When the story was first published, Trump erupted in wounded rage. “The failing @nytimes writes total fiction concerning me,” he tweeted. “They have gotten it wrong for two years, and now are making up stories & sources!” Spicer chimed in to protest that Trump doesn’t even own a bathrobe.
But such outbursts from Trump and his lieutenant (“Sirrah, the whip!”) only proved the article’s point. One of the uncanniest revelations of this document is that Trump, like those lonely canonical despots, cannot turn himself off. His private personality seems exactly aligned with the impetuous, sour narcissism he exhibits in public.
The 19th century poet William Morris, for instance, could have been scripting Trump in his didactic epic “The Earthly Paradise.” Morris describes “a certain king blinded by pride” whose tantrums “kept many a lord awake.” Though nominally married, “at the dais must he sit alone.” He lies “wakeful when yet low was the sun” (tweeting about Alicia Machado’s sex tapes, perhaps?) and “[counts] up his royal titles one by one … thinking much of things that he had done” (like, say, winning 47.2 percent of the popular vote in Wisconsin?).

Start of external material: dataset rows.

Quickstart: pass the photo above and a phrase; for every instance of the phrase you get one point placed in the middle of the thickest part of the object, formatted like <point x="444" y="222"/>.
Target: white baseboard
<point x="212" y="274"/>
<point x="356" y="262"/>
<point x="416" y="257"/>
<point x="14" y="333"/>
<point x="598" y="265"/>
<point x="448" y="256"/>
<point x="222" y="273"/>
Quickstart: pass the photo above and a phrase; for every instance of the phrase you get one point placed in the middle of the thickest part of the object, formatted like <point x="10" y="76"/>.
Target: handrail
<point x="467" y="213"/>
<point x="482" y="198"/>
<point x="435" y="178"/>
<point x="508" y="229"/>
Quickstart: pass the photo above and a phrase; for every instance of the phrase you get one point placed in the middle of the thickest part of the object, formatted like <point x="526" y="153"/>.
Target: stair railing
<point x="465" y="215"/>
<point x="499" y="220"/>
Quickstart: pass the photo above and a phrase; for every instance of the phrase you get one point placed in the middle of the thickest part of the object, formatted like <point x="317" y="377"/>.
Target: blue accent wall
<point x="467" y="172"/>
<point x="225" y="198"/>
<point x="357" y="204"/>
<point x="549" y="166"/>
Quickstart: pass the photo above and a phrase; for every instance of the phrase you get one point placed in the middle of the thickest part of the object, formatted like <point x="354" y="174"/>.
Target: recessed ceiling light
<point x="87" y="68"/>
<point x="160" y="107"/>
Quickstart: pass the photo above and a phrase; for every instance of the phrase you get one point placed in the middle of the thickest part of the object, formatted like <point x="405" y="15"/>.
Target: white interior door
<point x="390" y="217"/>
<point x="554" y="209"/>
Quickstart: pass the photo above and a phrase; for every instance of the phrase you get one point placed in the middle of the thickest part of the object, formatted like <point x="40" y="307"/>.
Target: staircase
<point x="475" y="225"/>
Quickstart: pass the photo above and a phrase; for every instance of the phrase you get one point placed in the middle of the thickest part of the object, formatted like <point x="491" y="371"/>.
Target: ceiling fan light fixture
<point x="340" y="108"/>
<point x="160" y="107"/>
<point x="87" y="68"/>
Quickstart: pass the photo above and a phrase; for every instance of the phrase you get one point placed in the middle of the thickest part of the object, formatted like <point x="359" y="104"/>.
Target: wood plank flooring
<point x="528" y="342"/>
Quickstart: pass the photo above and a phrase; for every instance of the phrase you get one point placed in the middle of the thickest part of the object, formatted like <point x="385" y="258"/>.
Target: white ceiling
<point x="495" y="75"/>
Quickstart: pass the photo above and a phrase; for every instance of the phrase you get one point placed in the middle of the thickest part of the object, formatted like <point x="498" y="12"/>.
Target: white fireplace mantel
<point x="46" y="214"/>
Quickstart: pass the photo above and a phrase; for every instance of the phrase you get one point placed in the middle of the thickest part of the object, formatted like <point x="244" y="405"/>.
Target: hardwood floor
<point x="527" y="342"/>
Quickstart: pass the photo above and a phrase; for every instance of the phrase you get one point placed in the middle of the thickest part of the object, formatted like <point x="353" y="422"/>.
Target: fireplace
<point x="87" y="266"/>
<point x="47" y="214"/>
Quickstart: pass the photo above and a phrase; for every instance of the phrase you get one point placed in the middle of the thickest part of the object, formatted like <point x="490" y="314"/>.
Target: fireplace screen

Or picture Denethor of Gondor, the querulous ruler gone to seed in Peter Jackson’s adaptation of J.R.R. Tolkien’s Lord of the Rings trilogy. When he is not hungrily contemplating his own jewelry, Denethor is consumed by envy of Gandalf and a concomitant desire for renown. “The Grey Wizard a TOTAL LOSER,” one imagines him shouting, wily restraint temporarily cast aside. “My ratings MUCH BETTER. Denethor vs. Gandalf AN EASY D!!!”
But of course, the closest analogue for Trump is Lear himself—peevish, wrathful, blinded by self-regard, abandoned by the family members he hasn’t pushed away, outwardly vaunting and inwardly feeble. Lear disowns Cordelia because the pageantry of filial flattery means more to him than actual love. He banishes Kent on a whim, much as Trump exiled Corey Lewandowski when the fortunes of his campaign seemed to falter. That England’s paragon of vengeful senility has found a kindred spirit in the White House of 2017 doesn’t just prove “the excellent foppery of the world.” It implies that Americans should read more Shakespeare.
But as astonishing as it is to see the extent to which Trump maps onto a literary type, it’s equally fascinating to watch the paper of record lean in to a characterization more familiar to most of us from our high school English classes. Possible variations on the theme for the future almost write themselves: Like Henry VIII in Wolf Hall, Trump is a leader driven by appetite (and enabled by ambitious yes-men), readily uprooting the norms of his station. Like George III in Hamilton, he loves to act the mad entertainer and to indulge his inner child. Like any number of hubristic antiheroes from Greek drama, he appears helpless to escape the maledictions of his own nature. Perhaps what Trump really needs is a fool who will tell him the truth. But instead he has Bannon, a cable addiction, and what looks, at least to humanities students across the country, suspiciously like a looming tragedy of his own making.